Peut-être ai-je rêvé cet ancien emplacement ?
Mimi, Josy, Antoinette, Lili. Ces femmes-là ont existées. Je ne m’étend pas sur leurs organisations tarifaires ou morales ; je peux dire que, souvent, l’une d’entre elles, nous sachant seul, entre midi et deux, joseph et moi, venaient nous proposer le partage d’un repas.
Toutes n’étaient pas de cette trempe.
Antoinette était la référence de ce morceau de rue ; de la rue des Récollettes à la rue Longue. Ni maquerelle ; ni patronne ; rien.
Elle et ces chiens…
J’ai rencontré Mimi pour la dernière fois au début du mois mai 2009.
Rue des Dominicaines, Récollettes, Mission de France, du Petit Saint Jean ; le chemin de Saint Louis (rue Tapis Vert) ; le chemin des Pères de la Mission (rue Nationale) ; le quartier fût pendant des décennies le lieu d’implantation de congrégations religieuses.
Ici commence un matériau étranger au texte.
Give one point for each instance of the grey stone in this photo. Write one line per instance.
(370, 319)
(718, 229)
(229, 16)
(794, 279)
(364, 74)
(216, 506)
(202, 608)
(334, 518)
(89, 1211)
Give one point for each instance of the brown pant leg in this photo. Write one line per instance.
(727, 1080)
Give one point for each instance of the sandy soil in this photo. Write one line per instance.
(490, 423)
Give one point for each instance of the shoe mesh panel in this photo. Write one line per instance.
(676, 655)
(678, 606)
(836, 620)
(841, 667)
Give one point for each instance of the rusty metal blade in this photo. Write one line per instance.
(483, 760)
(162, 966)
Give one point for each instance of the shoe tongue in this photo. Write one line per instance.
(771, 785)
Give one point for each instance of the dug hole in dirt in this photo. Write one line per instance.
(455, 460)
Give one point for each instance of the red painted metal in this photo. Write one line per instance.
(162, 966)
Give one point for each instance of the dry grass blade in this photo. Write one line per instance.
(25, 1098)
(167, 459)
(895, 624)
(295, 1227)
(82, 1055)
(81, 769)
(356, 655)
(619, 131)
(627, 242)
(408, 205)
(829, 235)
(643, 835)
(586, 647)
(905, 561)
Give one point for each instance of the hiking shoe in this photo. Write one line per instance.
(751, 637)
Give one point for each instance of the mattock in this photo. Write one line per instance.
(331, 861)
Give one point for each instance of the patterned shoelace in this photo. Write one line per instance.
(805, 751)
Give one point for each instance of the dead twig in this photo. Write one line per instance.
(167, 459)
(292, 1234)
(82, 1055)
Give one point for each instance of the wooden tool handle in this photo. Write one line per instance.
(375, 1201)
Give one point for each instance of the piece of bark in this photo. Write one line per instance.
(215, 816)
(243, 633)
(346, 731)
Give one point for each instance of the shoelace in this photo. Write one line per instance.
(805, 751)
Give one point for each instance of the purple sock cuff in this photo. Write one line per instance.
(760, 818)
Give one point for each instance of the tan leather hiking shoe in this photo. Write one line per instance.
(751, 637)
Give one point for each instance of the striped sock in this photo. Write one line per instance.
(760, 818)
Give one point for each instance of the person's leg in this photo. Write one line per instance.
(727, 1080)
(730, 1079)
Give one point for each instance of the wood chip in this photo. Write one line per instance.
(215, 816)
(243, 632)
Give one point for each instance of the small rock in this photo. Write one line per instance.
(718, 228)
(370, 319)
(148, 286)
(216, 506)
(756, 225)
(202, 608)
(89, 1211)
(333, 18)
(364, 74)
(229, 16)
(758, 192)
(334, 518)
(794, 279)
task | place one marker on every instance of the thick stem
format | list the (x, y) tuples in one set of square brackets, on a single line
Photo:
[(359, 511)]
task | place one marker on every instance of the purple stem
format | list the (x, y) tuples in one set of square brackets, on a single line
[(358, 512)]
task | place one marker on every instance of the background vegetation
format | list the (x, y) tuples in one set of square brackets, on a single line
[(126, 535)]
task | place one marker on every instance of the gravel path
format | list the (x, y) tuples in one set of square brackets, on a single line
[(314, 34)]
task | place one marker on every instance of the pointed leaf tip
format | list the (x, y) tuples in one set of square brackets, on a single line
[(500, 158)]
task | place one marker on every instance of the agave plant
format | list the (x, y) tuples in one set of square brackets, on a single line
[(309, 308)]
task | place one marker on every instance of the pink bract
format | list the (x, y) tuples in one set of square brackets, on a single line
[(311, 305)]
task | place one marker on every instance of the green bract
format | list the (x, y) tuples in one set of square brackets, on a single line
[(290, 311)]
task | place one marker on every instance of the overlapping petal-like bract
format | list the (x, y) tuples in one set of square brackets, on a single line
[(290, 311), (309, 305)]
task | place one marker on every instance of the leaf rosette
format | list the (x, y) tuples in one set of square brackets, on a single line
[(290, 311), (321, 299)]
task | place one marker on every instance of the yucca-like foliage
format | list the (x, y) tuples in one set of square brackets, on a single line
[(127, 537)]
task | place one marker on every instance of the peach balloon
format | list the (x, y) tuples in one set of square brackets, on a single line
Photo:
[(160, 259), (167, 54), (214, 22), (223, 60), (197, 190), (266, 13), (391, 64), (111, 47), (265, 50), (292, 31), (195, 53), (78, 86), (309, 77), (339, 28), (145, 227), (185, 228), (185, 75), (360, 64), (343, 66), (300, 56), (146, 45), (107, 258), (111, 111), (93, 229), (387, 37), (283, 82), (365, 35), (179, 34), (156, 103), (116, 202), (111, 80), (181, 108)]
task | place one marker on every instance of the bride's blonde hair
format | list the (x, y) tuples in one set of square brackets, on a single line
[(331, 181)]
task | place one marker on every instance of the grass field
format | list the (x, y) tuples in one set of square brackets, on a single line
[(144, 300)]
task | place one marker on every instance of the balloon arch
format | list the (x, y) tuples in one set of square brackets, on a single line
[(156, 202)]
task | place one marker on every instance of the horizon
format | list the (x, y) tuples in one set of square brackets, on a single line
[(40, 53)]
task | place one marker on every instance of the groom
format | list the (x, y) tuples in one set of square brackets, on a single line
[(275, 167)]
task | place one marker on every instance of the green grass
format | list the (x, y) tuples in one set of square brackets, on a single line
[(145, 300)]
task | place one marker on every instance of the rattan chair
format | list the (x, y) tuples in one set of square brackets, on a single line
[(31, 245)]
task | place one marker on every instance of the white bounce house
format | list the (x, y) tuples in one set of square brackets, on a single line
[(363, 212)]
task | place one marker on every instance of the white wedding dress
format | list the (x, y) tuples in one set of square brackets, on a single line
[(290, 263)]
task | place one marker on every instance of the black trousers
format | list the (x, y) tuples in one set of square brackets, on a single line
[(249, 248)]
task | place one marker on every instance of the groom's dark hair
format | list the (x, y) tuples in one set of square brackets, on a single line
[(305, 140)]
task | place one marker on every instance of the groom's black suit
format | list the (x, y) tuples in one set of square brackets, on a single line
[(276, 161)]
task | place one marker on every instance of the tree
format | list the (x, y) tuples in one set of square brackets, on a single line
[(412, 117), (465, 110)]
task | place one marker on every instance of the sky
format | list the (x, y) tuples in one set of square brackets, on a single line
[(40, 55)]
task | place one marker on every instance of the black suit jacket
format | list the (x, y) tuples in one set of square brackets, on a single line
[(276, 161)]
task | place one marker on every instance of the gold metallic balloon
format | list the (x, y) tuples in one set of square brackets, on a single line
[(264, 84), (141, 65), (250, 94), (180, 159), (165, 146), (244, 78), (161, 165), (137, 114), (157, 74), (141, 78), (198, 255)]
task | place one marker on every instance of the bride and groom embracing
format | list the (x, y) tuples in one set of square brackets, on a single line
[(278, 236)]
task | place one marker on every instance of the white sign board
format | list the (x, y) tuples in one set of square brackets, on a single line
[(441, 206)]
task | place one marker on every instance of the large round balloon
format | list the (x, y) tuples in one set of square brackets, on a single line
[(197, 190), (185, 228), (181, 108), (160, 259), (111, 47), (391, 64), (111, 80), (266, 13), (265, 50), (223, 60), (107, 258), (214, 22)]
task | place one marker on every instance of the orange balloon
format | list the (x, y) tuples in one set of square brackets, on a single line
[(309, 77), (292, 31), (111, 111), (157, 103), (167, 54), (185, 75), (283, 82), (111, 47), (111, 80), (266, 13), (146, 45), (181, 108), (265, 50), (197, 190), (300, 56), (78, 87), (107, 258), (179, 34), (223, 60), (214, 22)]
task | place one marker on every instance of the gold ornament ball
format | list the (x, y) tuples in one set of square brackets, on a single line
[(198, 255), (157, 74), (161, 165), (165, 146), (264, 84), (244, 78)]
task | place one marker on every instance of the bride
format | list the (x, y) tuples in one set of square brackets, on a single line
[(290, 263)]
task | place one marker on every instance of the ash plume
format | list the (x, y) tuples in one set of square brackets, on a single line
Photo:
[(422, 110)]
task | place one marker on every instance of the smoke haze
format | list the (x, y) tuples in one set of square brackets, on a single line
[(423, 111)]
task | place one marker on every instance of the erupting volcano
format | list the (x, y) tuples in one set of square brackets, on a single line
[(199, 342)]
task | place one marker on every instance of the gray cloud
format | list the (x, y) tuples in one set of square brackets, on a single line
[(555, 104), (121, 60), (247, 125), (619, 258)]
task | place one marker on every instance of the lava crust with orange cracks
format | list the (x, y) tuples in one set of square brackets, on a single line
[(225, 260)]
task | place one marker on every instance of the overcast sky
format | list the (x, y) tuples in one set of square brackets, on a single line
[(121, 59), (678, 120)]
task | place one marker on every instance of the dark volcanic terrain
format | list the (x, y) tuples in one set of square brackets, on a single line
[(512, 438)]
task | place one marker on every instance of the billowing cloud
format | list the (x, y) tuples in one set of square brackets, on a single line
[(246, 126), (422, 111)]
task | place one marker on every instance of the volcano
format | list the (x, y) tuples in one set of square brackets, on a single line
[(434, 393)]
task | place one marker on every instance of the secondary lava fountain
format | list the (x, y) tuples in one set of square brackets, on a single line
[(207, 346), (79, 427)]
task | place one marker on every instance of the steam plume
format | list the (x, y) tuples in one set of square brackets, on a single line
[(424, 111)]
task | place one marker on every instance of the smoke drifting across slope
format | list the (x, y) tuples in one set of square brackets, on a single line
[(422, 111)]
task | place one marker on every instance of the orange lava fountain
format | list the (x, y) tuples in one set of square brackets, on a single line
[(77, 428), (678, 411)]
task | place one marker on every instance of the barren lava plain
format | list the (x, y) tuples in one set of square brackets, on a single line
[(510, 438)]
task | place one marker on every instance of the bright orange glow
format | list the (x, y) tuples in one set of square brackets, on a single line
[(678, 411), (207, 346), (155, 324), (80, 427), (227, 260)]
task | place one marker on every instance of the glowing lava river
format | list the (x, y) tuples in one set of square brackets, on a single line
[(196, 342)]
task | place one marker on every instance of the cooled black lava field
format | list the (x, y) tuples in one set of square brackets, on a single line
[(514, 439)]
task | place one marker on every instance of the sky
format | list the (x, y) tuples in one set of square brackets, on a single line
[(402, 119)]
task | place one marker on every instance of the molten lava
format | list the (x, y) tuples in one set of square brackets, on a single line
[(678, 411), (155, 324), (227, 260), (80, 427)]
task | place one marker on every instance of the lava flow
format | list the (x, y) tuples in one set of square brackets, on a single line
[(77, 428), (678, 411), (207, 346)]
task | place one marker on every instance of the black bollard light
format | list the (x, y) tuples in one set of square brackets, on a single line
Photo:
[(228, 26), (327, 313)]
On peut consulter à ce propos la documentation relative à la construction de la bibliothèque de l’ALCAZAR : le résultat des fouilles archéologiques après sa destruction, son environnement immédiat et finalement, de très près, l’histoire du quartier, en particulier dans la revue MARSEILLE N°204 du premier trimestre 2004. BMVR Niveau 3 (Patrimoine en Provence…)
C’était dans les années allant de 1960 à 1985 du XX siècle même si le retour, en référence à ce texte, c’est effectué après l’année 2009.